Tout l'argent du monde

Canal+
15/11/18 ~ 15:30 - 17:35

Le magnat du pétrole J.P. Getty est l'homme le plus riche du monde mais c'est également un homme très avare. Quand son petit-fils préféré est kidnappé à Rome par la mafia italienne au cours de l'été 1973, il refuse de payer la rançon qui s'élève à 17 millions de dollars. En représailles, les ravisseurs coupent l'oreille coupée de celui-ci qu'ils envoient à la famille. Désespérée et voulant à tout prix libérer son fils, Gail, femme forte et déterminée, entreprend de négocier avec les malfrats. Malgré l'aide Fletcher Chace, un ancien agent de la CIA, Gail devra se livrer à un jeu de chat et la souris pour libérer son fils sans argent... Critique : Il a tout l’argent du monde et il ne donnera rien pour sauver son petit-fils, victime d’un rapt.

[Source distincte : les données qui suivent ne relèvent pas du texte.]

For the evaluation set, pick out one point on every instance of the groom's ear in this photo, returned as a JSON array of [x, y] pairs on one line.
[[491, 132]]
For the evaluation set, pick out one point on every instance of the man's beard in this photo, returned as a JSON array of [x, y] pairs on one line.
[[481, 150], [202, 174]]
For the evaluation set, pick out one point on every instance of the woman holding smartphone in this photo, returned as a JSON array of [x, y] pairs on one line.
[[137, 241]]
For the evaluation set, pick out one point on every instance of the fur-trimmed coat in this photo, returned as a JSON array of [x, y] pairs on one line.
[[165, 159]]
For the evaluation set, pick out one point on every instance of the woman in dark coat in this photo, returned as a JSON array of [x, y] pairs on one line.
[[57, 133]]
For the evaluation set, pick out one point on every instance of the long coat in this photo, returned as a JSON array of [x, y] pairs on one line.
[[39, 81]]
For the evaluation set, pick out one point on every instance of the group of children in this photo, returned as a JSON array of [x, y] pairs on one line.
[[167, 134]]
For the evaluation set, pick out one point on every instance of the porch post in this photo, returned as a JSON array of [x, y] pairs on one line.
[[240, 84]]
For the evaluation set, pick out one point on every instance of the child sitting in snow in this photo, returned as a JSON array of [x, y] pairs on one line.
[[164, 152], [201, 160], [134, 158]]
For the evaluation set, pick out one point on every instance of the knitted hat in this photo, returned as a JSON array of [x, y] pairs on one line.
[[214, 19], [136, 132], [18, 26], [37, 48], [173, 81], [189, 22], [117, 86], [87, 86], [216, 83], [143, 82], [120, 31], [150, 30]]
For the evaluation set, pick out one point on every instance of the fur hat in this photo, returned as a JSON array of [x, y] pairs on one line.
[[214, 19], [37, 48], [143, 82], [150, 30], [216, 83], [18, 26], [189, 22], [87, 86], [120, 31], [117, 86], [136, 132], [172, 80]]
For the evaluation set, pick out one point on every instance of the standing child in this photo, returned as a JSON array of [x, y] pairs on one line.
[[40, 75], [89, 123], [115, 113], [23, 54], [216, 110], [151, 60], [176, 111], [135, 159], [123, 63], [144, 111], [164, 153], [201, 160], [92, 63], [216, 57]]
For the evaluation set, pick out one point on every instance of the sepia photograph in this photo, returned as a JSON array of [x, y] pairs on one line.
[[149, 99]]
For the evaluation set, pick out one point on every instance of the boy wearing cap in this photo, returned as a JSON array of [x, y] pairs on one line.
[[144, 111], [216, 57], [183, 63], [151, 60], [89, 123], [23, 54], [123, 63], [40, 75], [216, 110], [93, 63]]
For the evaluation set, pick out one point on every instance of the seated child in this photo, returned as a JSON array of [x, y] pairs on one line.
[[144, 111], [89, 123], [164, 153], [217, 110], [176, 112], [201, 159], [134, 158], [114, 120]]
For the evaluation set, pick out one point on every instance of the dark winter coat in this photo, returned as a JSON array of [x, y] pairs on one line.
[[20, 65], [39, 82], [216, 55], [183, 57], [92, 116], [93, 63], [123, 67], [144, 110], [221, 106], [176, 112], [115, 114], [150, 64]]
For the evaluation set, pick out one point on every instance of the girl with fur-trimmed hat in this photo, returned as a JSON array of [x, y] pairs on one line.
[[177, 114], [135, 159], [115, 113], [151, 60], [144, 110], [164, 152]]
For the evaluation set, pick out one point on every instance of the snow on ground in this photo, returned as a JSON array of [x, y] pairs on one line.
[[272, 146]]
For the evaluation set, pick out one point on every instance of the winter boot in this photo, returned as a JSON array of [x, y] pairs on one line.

En reconstituant cette affaire, survenue en 1973 et bien peu glorieuse pour le multimilliardaire J. Paul Getty, Ridley Scott semblait avoir trouvé l’argument idéal pour illustrer, une fois encore, sa vision pessimiste de l’huma­nité. Mais son film n’est pas si sombre, et on le regrette presque. Getty était-il un vrai salaud ? Ridley Scott se moque, en tout cas, de le juger. Ce qui l’intéresse, c’est que ce magnat du pétrole fut un collectionneur d’art passionné. Il sort ses dollars pour s’acheter une Vierge à l’Enfant, qui l’émeut plus que sa famille en ­détresse, et déclare : « Il y a une pureté dans les belles choses que je n’ai jamais trouvée chez l’être humain. » Cet esthète ne fait pas un bon personnage de thriller mais, à défaut d’efficacité, il donne au film la résonance d’une profession de foi quasi testamentaire. A travers Getty, le réalisateur de Tout l’argent du monde ne parle que de lui. C’est sans doute pourquoi il fut si attaché à effacer Kevin Spacey, qui tenait le rôle et fut remplacé, au prix d’un tour de force technique, par le très convaincant Christopher Plummer. En refusant que les déboires de Spacey, accusé d’agressions sexuelles, salissent son film, Ridley Scott a agi, en vérité, tel Getty refusant que les mésaventures de son petit-fils perturbent son monde très ordonné, dédié à la pureté de l’art. Au diable la vie et ses imperfections, seule compte la création ? Dommage, toutefois, que cette ­radicalité donne un film souvent froid et distant, ­détaché.